- October 03, 2011
- Folk Alley
- Album Reviews
Moody Blugrass TWO...Much Love:
A Nashville Celebration of The Moody Blues
(Bunny Rae Records)
You may not know the name David Harvey as well as you know The Moody Blues. They became stars during the 60's and into the 70's at a time when radio embraced groups who took chances. The Moody Blues came before Emerson, Lake, & Palmer and Yes in the nicknamed categories of "art-rock" or "symphonic-rock." Like many of us who grew up on this English group of heroes, David was also a fan. Today he is a producer and session player, mostly on mandolin. He puts both talents to work once again on a follow up to the first Moody Bluegrass release in 2004.

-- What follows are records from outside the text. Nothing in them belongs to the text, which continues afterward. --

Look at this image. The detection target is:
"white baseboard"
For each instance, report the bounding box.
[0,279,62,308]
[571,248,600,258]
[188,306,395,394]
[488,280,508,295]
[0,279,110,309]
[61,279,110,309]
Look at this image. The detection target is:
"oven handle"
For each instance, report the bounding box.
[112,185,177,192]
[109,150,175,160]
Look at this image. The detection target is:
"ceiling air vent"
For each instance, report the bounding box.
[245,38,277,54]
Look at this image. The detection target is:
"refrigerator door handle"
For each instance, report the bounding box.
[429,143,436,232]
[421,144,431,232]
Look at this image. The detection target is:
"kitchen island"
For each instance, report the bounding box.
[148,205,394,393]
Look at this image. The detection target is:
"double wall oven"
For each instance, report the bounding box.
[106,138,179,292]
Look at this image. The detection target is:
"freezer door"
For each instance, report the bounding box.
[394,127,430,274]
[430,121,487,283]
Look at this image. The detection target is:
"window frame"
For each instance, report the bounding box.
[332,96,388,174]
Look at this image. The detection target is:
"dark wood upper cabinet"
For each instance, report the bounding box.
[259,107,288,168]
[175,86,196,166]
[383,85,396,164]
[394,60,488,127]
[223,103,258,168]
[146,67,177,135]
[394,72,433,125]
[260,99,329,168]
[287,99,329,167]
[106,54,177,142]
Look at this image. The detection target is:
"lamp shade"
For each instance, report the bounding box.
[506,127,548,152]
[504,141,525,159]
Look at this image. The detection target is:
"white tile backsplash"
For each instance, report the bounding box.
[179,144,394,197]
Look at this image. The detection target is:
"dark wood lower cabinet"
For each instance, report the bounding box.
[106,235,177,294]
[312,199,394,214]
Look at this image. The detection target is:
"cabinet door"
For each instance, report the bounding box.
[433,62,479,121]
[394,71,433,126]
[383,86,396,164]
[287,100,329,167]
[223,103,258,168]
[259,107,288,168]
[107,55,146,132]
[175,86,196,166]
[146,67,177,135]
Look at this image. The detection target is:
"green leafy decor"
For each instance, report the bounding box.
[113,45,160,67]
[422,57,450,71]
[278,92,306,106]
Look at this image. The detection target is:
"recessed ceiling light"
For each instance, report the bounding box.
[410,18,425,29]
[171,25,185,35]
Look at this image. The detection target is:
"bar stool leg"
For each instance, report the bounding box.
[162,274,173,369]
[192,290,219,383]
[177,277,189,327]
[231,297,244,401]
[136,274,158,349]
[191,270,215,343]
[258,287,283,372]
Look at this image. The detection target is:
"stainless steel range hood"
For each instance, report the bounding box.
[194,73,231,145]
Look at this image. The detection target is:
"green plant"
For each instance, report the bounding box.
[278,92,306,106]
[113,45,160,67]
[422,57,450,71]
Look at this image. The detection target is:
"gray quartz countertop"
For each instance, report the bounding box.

"TWO...Much Love" features a parade of Nashville's best acoustic players, plus the members of the Moody Blues themselves, who make cameo performances. John Lodge is back, for example, reviving "Send Me No Wine." Backing him are: Andy Hall, dobro (Infamous Stringdusters), Tim May on guitar, Barry Crabtree on banjo, and the fiddler is Stuart Duncan. The best songs however, feature the Nashville stars singing the leads. Ricky Skaggs shines on "You and Me." Joining him on this number are Alison Brown on banjo and Aubrey Haynie on fiddle. Ronnie Bowman sings "The Story in Your Eyes; " John Cowan takes honors on "Tuesday Afternoon;" and wait till you hear Tim O'Brien's bluegrass diary entry following "Dear Diary," a tongue in cheek follow up to the original. Highlights on this version feature Moody Blues players Ray Thomas on flutes and Mike Pinder on mellotron. (Remember?)
The album kicks off with Vince Gill powerfully delivering "I Know You're Out There." This song is for all the lonely-hearts, then and now, inspiring them to hold on until their soul mate arrives. Chances are you'll be singing along instantly, especially if you are a baby boomer. This album features one of the last recordings Harley Allen ever made, and it is sweet to hear his widow, Debbie Nims, harmonizing with him once again.
Harvey has once again sparked conversation with these arrangements, but pulls them off with such class that any suggestion of novelty instantly disappears once you listen. He adds vocal harmony (The Settles Connection) and strings at the right moments, but mostly lets his cast of stars deliver. And they do.